Making Bluetooth Indoor Positioning More Reliable with Lightweight Machine Learning

Bluetooth Low Energy direction-finding is becoming an important technology for indoor positioning. In factories, warehouses, offices and retail spaces, it can help locate tools, equipment, staff or customers without relying on cameras or other intrusive sensing systems. Yet one familiar problem still limits its accuracy: signals do not always travel directly from the transmitter to the receiver.

When there is a clear line of sight, Bluetooth angle-of-arrival measurements can be much more reliable. In real indoor environments, however, walls, furniture, metal structures and other obstacles can block or reflect the signal. These non-line-of-sight conditions create multipath effects, where the receiver picks up scattered reflections rather than the direct signal. That can bias the estimated direction and make the final location estimate less trustworthy.

A new study introduces a lightweight machine-learning approach designed to detect when Bluetooth measurements are likely to be unreliable. Rather than trying to fix every distorted signal, the system follows an “identify and discard” strategy. It classifies incoming measurements as line-of-sight or non-line-of-sight, allowing a positioning engine to ignore or down-weight the signals most likely to reduce accuracy.

A key part of the work is that it focuses on Bluetooth-native data. Many existing line-of-sight detection techniques are built for ultra-wideband or cellular systems, where richer channel measurements are available. Bluetooth direction-finding operates under tighter bandwidth and hardware constraints, so the researchers instead use Constant Tone Extension in-phase and quadrature data, known as CTE IQ features. These are the kinds of measurements already available in BLE angle-of-arrival systems, making the approach more practical for real deployments.
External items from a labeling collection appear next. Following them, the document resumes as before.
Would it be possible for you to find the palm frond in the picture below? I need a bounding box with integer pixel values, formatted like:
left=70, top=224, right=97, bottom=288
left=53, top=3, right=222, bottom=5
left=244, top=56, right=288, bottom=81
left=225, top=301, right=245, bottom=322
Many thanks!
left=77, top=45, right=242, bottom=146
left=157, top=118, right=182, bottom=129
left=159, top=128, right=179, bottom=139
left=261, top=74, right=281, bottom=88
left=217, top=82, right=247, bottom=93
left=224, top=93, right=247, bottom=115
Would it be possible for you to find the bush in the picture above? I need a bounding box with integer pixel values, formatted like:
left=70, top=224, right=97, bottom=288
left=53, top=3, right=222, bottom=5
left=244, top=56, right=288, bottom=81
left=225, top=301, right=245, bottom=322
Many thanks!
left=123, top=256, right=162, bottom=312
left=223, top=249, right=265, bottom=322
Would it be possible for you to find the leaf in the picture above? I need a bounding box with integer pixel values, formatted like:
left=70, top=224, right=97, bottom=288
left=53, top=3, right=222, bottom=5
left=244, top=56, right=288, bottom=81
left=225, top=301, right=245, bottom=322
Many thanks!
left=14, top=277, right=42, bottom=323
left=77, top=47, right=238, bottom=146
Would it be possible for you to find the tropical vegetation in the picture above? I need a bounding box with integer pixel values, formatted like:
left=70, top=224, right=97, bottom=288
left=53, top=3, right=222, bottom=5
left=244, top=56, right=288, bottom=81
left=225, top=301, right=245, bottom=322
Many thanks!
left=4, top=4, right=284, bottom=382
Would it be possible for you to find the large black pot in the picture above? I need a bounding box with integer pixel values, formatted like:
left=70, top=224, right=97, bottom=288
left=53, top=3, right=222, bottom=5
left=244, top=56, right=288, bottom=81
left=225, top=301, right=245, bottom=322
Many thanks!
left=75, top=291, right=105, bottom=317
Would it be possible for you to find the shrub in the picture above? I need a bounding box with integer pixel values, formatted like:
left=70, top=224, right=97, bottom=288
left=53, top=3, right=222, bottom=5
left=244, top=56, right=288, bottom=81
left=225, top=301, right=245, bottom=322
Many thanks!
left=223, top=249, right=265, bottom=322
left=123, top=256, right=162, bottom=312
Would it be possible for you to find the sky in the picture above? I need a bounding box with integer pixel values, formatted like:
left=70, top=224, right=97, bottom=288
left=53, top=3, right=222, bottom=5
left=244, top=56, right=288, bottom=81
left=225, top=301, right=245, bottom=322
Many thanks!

To test the idea, the researchers collected labelled Bluetooth measurements in two indoor environments using a u-blox direction-finding development kit. They created both line-of-sight and non-line-of-sight conditions, including the use of a blocker to remove the direct signal path and force the receiver to rely on reflected or scattered signals. This produced controlled datasets that could be used to train and compare different machine-learning models.

The proposed pipeline starts with robust preprocessing to reduce the influence of outliers, which are common in reflected indoor radio signals. The researchers then use principal component analysis to study how line-of-sight and non-line-of-sight measurements differ statistically. Adaptive kernel density estimation helps reveal that non-line-of-sight data often has heavier tails and more irregular spread, especially in higher-dimensional feature spaces.


For classification, the paper compares several approaches, including support vector classifiers, random forests and a small multilayer perceptron. The central contribution is the use of Nyström kernel approximation, which creates a compact nonlinear feature representation without the full computational cost of traditional kernel methods. This matters because Bluetooth positioning systems are often expected to run on embedded devices with limited memory, processing power and latency budgets.

The findings suggest that reliable indoor Bluetooth positioning does not necessarily require heavy machine-learning models or expensive hardware. By designing features around the specific characteristics of BLE direction-finding signals, it is possible to build a practical detector that can flag poor-quality measurements before they damage the final position estimate.

This work is especially relevant for industrial and commercial environments where indoor positioning needs to be robust, affordable and scalable. In the future, this type of line-of-sight detection could be integrated directly into Bluetooth positioning engines, allowing systems to assign confidence scores to angle measurements and make smarter triangulation decisions.

The broader message is simple. Better Bluetooth positioning may depend not only on estimating where a signal comes from, but also on knowing when that signal should not be trusted.